Catalonia is one of the regions in Europe with the most clinical trials in cancer, it has a diverse and increasingly extensive ecosystem of research centers and hospitals, and from 2028 onwards, it will have a major
hub for biomedicine crowned with the new Barcelona Biomedical Research Park (PRBB), at the Ciutadella del Coneixement. For Ernest Nadal, research director at the Catalan Institute of Oncology (ICO), this highly favorable context for research in Barcelona is the legacy of many researchers in the city, who from now on will have a new agent for scientific collaboration. "That they are betting on immunotherapy is not by chance. It is one of the most transformative treatments in cancer, but also in other diseases, and there are still many challenges and much room for improvement," says the expert.

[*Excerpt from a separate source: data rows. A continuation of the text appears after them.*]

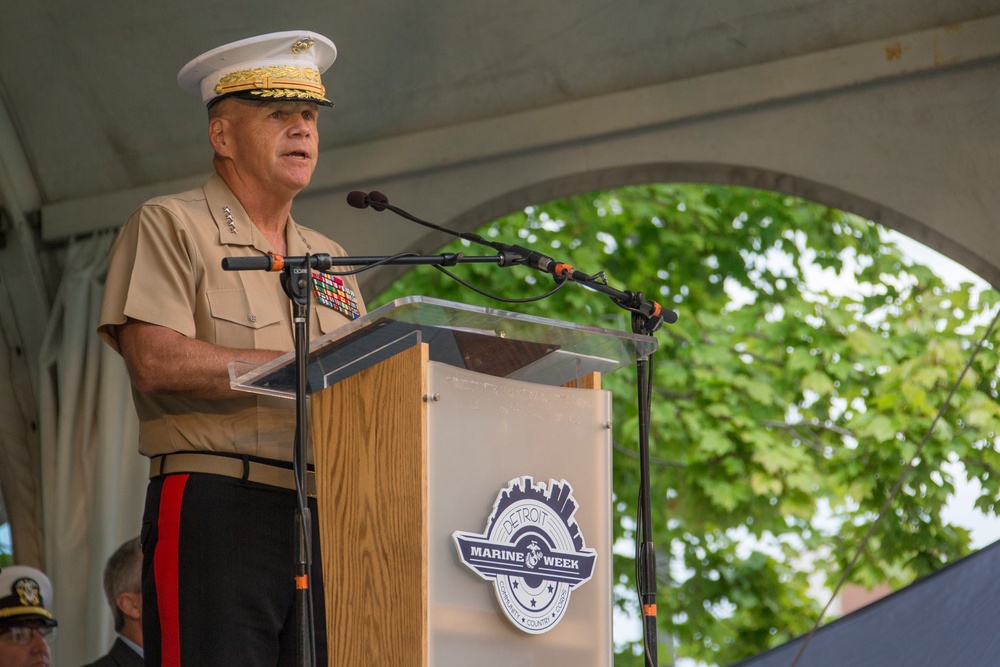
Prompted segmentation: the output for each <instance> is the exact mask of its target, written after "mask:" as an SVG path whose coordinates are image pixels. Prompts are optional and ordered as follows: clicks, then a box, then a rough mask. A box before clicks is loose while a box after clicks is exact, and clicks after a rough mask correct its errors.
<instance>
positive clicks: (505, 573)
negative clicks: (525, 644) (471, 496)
mask: <svg viewBox="0 0 1000 667" xmlns="http://www.w3.org/2000/svg"><path fill="white" fill-rule="evenodd" d="M532 481H533V480H532V478H531V477H518V478H515V479H512V480H511V481H510V482H509V483H508V484H507V487H506V488H504V489H501V491H500V493H499V494H498V495H497V499H496V502H494V504H493V512H492V513H491V514H490V517H489V520H488V521H487V525H486V532H485V533H481V534H480V533H467V532H462V531H455V532H454V533H453V534H452V538H453V539H454V540H455V546H456V548H457V549H458V555H459V558H461V560H462V562H463V563H465V564H466V565H467V566H468V567H469V568H471V569H472V570H473V571H474V572H475V573H476V574H478V575H479V576H480V577H482V578H483V579H485V580H487V581H492V582H493V588H494V591H495V592H496V596H497V600H498V601H499V602H500V607H501V608H502V609H503V611H504V614H505V615H506V616H507V618H508V619H509V620H510V622H511V623H513V624H514V625H515V626H517V627H518V628H520V629H521V630H523V631H524V632H527V633H530V634H541V633H543V632H548V631H549V630H551V629H552V628H554V627H555V626H556V624H558V623H559V621H560V620H562V618H563V615H564V614H565V613H566V609H567V608H568V606H569V599H570V593H571V592H572V590H573V589H574V588H576V587H577V586H580V585H581V584H584V583H586V582H587V581H589V580H590V578H591V576H592V575H593V573H594V563H595V562H596V560H597V552H596V551H594V550H593V549H588V548H586V546H585V544H584V539H583V533H581V532H580V527H579V525H577V523H576V521H575V520H574V519H573V516H574V515H575V514H576V510H577V507H578V505H577V502H576V500H575V499H574V498H573V487H572V486H570V484H569V482H567V481H566V480H561V481H559V482H557V481H555V480H549V482H548V484H545V483H544V482H539V483H538V484H533V483H532Z"/></svg>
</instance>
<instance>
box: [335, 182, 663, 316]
mask: <svg viewBox="0 0 1000 667" xmlns="http://www.w3.org/2000/svg"><path fill="white" fill-rule="evenodd" d="M347 203H348V204H350V205H351V206H353V207H354V208H368V207H369V206H371V207H372V208H373V209H375V210H376V211H384V210H385V209H389V210H390V211H392V212H393V213H395V214H396V215H398V216H400V217H403V218H406V219H407V220H410V221H411V222H415V223H417V224H418V225H422V226H424V227H428V228H430V229H434V230H436V231H439V232H444V233H445V234H451V235H452V236H456V237H458V238H460V239H465V240H466V241H471V242H473V243H477V244H479V245H484V246H486V247H487V248H492V249H493V250H496V251H497V252H498V253H499V256H500V258H499V259H500V261H499V262H498V265H499V266H514V265H518V264H520V265H522V266H528V267H531V268H533V269H535V270H537V271H541V272H543V273H548V274H550V275H552V276H554V277H555V278H556V279H557V280H558V279H562V280H572V281H574V282H577V283H580V284H581V285H583V286H584V287H589V288H590V289H593V290H596V291H598V292H604V293H605V294H607V295H608V296H611V297H612V299H613V300H615V302H616V303H618V305H620V306H622V307H624V308H626V309H627V310H630V311H632V312H633V313H636V314H638V315H641V316H643V317H645V318H647V320H648V321H650V322H655V323H657V324H656V325H655V328H653V329H650V331H655V330H656V329H657V328H659V326H660V324H662V323H663V322H664V321H666V322H667V323H668V324H673V323H674V322H676V321H677V313H675V312H674V311H672V310H670V309H668V308H663V307H662V306H661V305H660V304H658V303H656V302H655V301H652V300H650V299H646V298H644V297H643V295H642V293H641V292H639V293H633V292H620V291H619V290H615V289H613V288H611V287H610V286H608V285H607V282H606V281H605V282H604V283H601V282H600V281H599V280H598V279H597V276H591V275H588V274H586V273H584V272H583V271H580V270H578V269H577V268H576V267H574V266H573V265H572V264H566V263H564V262H558V261H556V260H554V259H552V258H551V257H549V256H548V255H543V254H542V253H540V252H538V251H537V250H532V249H531V248H525V247H524V246H519V245H507V244H506V243H499V242H497V241H489V240H487V239H484V238H483V237H482V236H480V235H478V234H474V233H472V232H456V231H453V230H451V229H448V228H447V227H442V226H441V225H436V224H434V223H433V222H427V221H426V220H421V219H420V218H418V217H416V216H414V215H411V214H410V213H407V212H406V211H404V210H403V209H401V208H398V207H396V206H393V205H392V204H390V203H389V198H388V197H386V196H385V195H384V194H382V193H381V192H379V191H377V190H372V191H371V192H369V193H367V194H365V193H364V192H361V191H360V190H353V191H352V192H350V193H349V194H348V195H347ZM598 275H599V274H598Z"/></svg>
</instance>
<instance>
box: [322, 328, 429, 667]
mask: <svg viewBox="0 0 1000 667" xmlns="http://www.w3.org/2000/svg"><path fill="white" fill-rule="evenodd" d="M426 373H427V346H426V345H418V346H415V347H412V348H410V349H408V350H405V351H404V352H401V353H400V354H397V355H395V356H393V357H390V358H389V359H386V360H385V361H383V362H381V363H379V364H378V365H376V366H373V367H372V368H369V369H367V370H365V371H362V372H361V373H358V374H357V375H353V376H351V377H349V378H347V379H346V380H342V381H341V382H338V383H337V384H335V385H333V386H331V387H329V388H327V389H324V390H323V391H322V392H320V393H318V394H315V395H313V397H312V408H311V409H312V427H313V443H314V450H315V465H316V491H317V496H318V498H319V503H320V510H319V516H318V517H316V518H315V519H314V520H318V521H319V529H320V544H321V548H322V561H323V562H322V567H323V576H324V579H325V588H326V618H327V622H326V625H327V628H326V630H327V641H328V644H329V660H330V662H329V664H330V665H394V666H398V667H407V666H411V665H412V666H414V667H416V666H419V667H423V666H424V665H427V637H428V629H427V628H428V626H427V565H428V563H427V409H426V403H425V402H424V400H423V395H424V387H425V386H426Z"/></svg>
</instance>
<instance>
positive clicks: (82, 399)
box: [39, 233, 148, 667]
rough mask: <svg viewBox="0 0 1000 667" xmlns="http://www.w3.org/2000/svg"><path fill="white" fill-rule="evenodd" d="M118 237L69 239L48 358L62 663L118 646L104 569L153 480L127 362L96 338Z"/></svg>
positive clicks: (51, 549) (131, 520)
mask: <svg viewBox="0 0 1000 667" xmlns="http://www.w3.org/2000/svg"><path fill="white" fill-rule="evenodd" d="M113 239H114V235H113V234H111V233H105V234H99V235H96V236H92V237H89V238H86V239H83V240H79V241H77V240H74V241H73V242H71V243H70V246H69V249H68V256H67V261H66V268H65V271H64V272H63V276H64V277H63V282H62V284H61V285H60V286H59V292H58V294H57V296H56V300H55V303H54V304H53V308H52V314H51V317H50V319H49V323H48V327H47V329H46V333H45V338H44V340H43V343H42V349H41V354H40V360H39V361H40V364H41V382H40V384H41V387H40V400H39V405H40V409H39V423H40V434H41V449H42V487H43V490H42V497H43V515H44V519H43V520H44V532H45V561H46V563H45V569H46V572H47V574H48V575H49V577H50V578H51V579H52V584H53V589H54V593H53V598H54V612H55V615H56V618H57V619H58V620H59V633H58V635H57V636H58V639H57V640H56V644H55V650H54V653H55V664H56V665H60V666H62V667H74V666H75V665H81V664H84V663H86V662H89V661H91V660H93V659H94V658H96V657H97V656H99V655H101V654H103V653H104V652H106V651H107V649H108V648H109V647H110V646H111V643H112V640H113V638H114V627H113V623H112V620H111V611H110V608H109V607H108V604H107V601H106V599H105V597H104V588H103V582H102V579H103V573H104V564H105V562H106V561H107V558H108V556H110V555H111V553H112V552H113V551H114V550H115V549H116V548H117V547H118V546H119V545H120V544H121V543H122V542H124V541H125V540H127V539H129V538H132V537H135V536H136V535H138V534H139V530H140V526H141V521H142V508H143V502H144V498H145V488H146V480H147V476H148V463H147V462H146V459H145V458H143V457H142V456H140V455H139V453H138V451H137V442H138V423H137V420H136V416H135V409H134V407H133V405H132V397H131V394H130V393H129V381H128V376H127V374H126V372H125V365H124V363H123V362H122V359H121V357H119V355H118V354H117V353H115V352H114V351H112V350H111V349H110V348H108V346H107V345H105V344H103V343H102V342H101V341H100V339H99V338H98V336H97V333H96V330H97V322H98V317H99V314H100V307H101V296H102V294H103V293H104V280H105V274H106V260H107V254H108V250H109V249H110V247H111V242H112V241H113Z"/></svg>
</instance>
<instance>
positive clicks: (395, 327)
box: [229, 296, 657, 398]
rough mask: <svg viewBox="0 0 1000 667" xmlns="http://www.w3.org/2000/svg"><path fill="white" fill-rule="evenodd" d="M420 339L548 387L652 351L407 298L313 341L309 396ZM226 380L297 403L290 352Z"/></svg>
mask: <svg viewBox="0 0 1000 667" xmlns="http://www.w3.org/2000/svg"><path fill="white" fill-rule="evenodd" d="M421 342H424V343H427V344H428V346H429V348H430V359H431V361H439V362H442V363H446V364H450V365H452V366H457V367H459V368H465V369H468V370H472V371H476V372H478V373H483V374H485V375H492V376H495V377H506V378H510V379H514V380H524V381H526V382H533V383H536V384H546V385H553V386H558V385H563V384H566V383H568V382H572V381H574V380H576V379H577V378H581V377H583V376H585V375H587V374H588V373H591V372H595V371H596V372H600V373H602V374H607V373H610V372H612V371H614V370H616V369H618V368H621V367H622V366H626V365H628V364H631V363H633V362H635V361H636V360H637V359H643V358H645V357H647V356H649V355H650V354H652V353H653V352H654V351H655V350H656V347H657V341H656V339H655V338H654V337H652V336H644V335H640V334H633V333H623V332H620V331H612V330H610V329H601V328H597V327H589V326H583V325H579V324H570V323H568V322H560V321H558V320H551V319H547V318H544V317H535V316H532V315H521V314H518V313H511V312H508V311H504V310H496V309H493V308H482V307H479V306H470V305H466V304H461V303H454V302H451V301H444V300H441V299H433V298H430V297H420V296H410V297H404V298H402V299H397V300H395V301H393V302H392V303H388V304H386V305H384V306H382V307H381V308H378V309H376V310H373V311H372V312H370V313H368V314H367V315H365V316H363V317H360V318H358V319H356V320H354V321H353V322H351V323H349V324H347V325H345V326H343V327H341V328H339V329H337V330H336V331H333V332H331V333H329V334H327V335H325V336H323V337H322V338H317V339H316V340H314V341H313V342H312V343H310V346H309V364H308V369H307V373H306V378H307V391H308V393H310V394H312V393H314V392H318V391H321V390H323V389H325V388H327V387H329V386H330V385H332V384H335V383H337V382H339V381H340V380H343V379H344V378H347V377H350V376H351V375H354V374H355V373H358V372H360V371H362V370H364V369H366V368H368V367H370V366H374V365H375V364H377V363H379V362H380V361H382V360H383V359H387V358H389V357H391V356H393V355H394V354H397V353H399V352H401V351H402V350H405V349H407V348H409V347H412V346H413V345H417V344H418V343H421ZM229 376H230V380H231V385H232V387H233V388H234V389H240V390H243V391H249V392H253V393H257V394H269V395H274V396H283V397H286V398H294V397H295V354H294V353H293V352H289V353H287V354H285V355H282V356H280V357H278V358H277V359H275V360H273V361H271V362H269V363H267V364H264V365H263V366H257V365H255V364H250V363H246V362H241V361H234V362H232V363H230V364H229Z"/></svg>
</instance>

The new center, funded with an investment of 100 million euros and covering an area of 20,000 m², is located opposite the CosmoCaixa Science Museum. The forecast is that around forty groups and half a thousand researchers will work there with the aim of finding solutions to present and future human health challenges through basic science, preclinical development of drugs, technologies, and advanced therapies. This Friday, it will be inaugurated by King Felipe VI; the President of the Generalitat, Salvador Illa; and the President of the La Caixa Foundation, Isidre Fainé, who will explain all the details of the facility.
Scientific leadership
The center has already announced some of the professionals who will lead the center, such as the neurologist and researcher at IDIBAPS-Clínic, Josep Dalmau, recognized as the discoverer of several autoimmune encephalitis syndromes, who will maintain a dual position shared between his current institute and the CaixaResearch Institute. It will also feature the Argentine doctor in biochemistry Gabriel Rabinovich, who will combine his work in Barcelona with his job as a senior researcher at the Institute of Biology and Experimental Medicine in Buenos Aires, and who is the founder of the biotechnology company Galtec, has participated in the publication of more than 300 scientific articles and has received numerous awards, among other personalities.

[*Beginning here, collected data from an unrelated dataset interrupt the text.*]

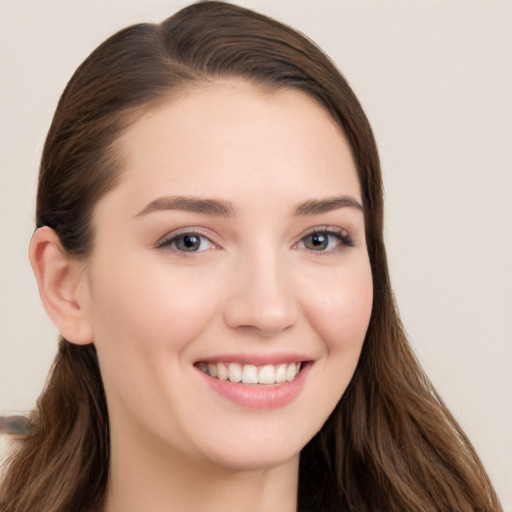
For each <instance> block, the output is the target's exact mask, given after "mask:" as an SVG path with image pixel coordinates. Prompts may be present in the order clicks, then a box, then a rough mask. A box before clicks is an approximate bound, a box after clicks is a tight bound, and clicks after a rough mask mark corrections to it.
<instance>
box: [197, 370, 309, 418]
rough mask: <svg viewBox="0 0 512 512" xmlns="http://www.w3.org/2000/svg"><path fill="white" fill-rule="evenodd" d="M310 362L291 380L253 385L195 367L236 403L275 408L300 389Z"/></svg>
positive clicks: (260, 408)
mask: <svg viewBox="0 0 512 512" xmlns="http://www.w3.org/2000/svg"><path fill="white" fill-rule="evenodd" d="M310 368H311V364H309V363H306V364H305V365H304V367H303V368H302V370H301V371H300V373H299V374H298V375H297V377H295V379H293V380H292V381H291V382H283V383H282V384H274V385H253V384H242V383H241V382H238V383H235V382H231V381H229V380H220V379H216V378H214V377H211V376H210V375H208V374H207V373H205V372H203V371H202V370H199V369H197V371H198V372H199V373H200V375H201V376H202V377H203V378H204V380H205V381H206V383H207V384H208V385H209V386H210V388H211V389H213V390H214V391H215V392H217V393H218V394H219V395H221V396H223V397H224V398H227V399H228V400H230V401H232V402H234V403H235V404H237V405H241V406H243V407H250V408H253V409H277V408H279V407H284V406H285V405H287V404H289V403H290V402H291V401H292V400H293V399H294V398H295V397H296V396H297V395H298V394H299V393H300V392H301V390H302V388H303V387H304V383H305V382H306V378H307V376H308V374H309V370H310Z"/></svg>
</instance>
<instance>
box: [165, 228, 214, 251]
mask: <svg viewBox="0 0 512 512" xmlns="http://www.w3.org/2000/svg"><path fill="white" fill-rule="evenodd" d="M157 247H158V248H163V247H168V248H170V249H173V250H175V251H178V252H190V253H194V252H202V251H206V250H208V249H212V248H214V247H216V245H215V244H214V243H213V242H212V241H211V240H210V239H209V238H207V237H206V236H204V235H202V234H201V233H197V232H194V231H182V232H181V233H171V234H170V235H168V236H166V237H164V238H163V239H162V240H160V241H159V242H158V244H157Z"/></svg>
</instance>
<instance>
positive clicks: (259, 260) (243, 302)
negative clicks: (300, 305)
mask: <svg viewBox="0 0 512 512" xmlns="http://www.w3.org/2000/svg"><path fill="white" fill-rule="evenodd" d="M262 252H263V254H260V255H259V256H255V255H252V256H251V257H250V258H247V260H245V261H243V262H238V268H237V269H236V271H235V272H233V273H232V274H231V275H230V284H229V290H230V294H229V298H228V300H227V304H226V308H225V311H224V320H225V322H226V324H227V325H228V326H230V327H231V328H234V329H244V330H248V331H253V332H255V333H257V334H258V335H260V336H262V337H272V336H275V335H277V334H278V333H280V332H282V331H284V330H287V329H290V328H291V327H292V326H293V325H295V323H296V322H297V320H298V317H299V306H298V303H297V300H296V296H295V294H294V291H293V283H292V279H291V277H290V272H289V271H287V269H286V262H279V261H278V258H277V257H275V256H273V255H271V254H270V253H269V252H265V251H262Z"/></svg>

Immunologist and expert in vaccines and infectious diseases Gemma Moncunill joins the center from the Barcelona Institute for Global Health (ISGlobal), where she will continue to maintain collaboration projects. The expert will work to improve the efficacy and duration of vaccines, especially in vulnerable populations, and to understand the impact of infections on the immune system. It will also feature the Murcian immunologist María Martínez López, who has completed her postdoctoral studies at the Fundação Champalimaud in Lisbon with a Junior Leader grant from the La Caixa Foundation and is an expert in a type of cells that coordinate the immune response.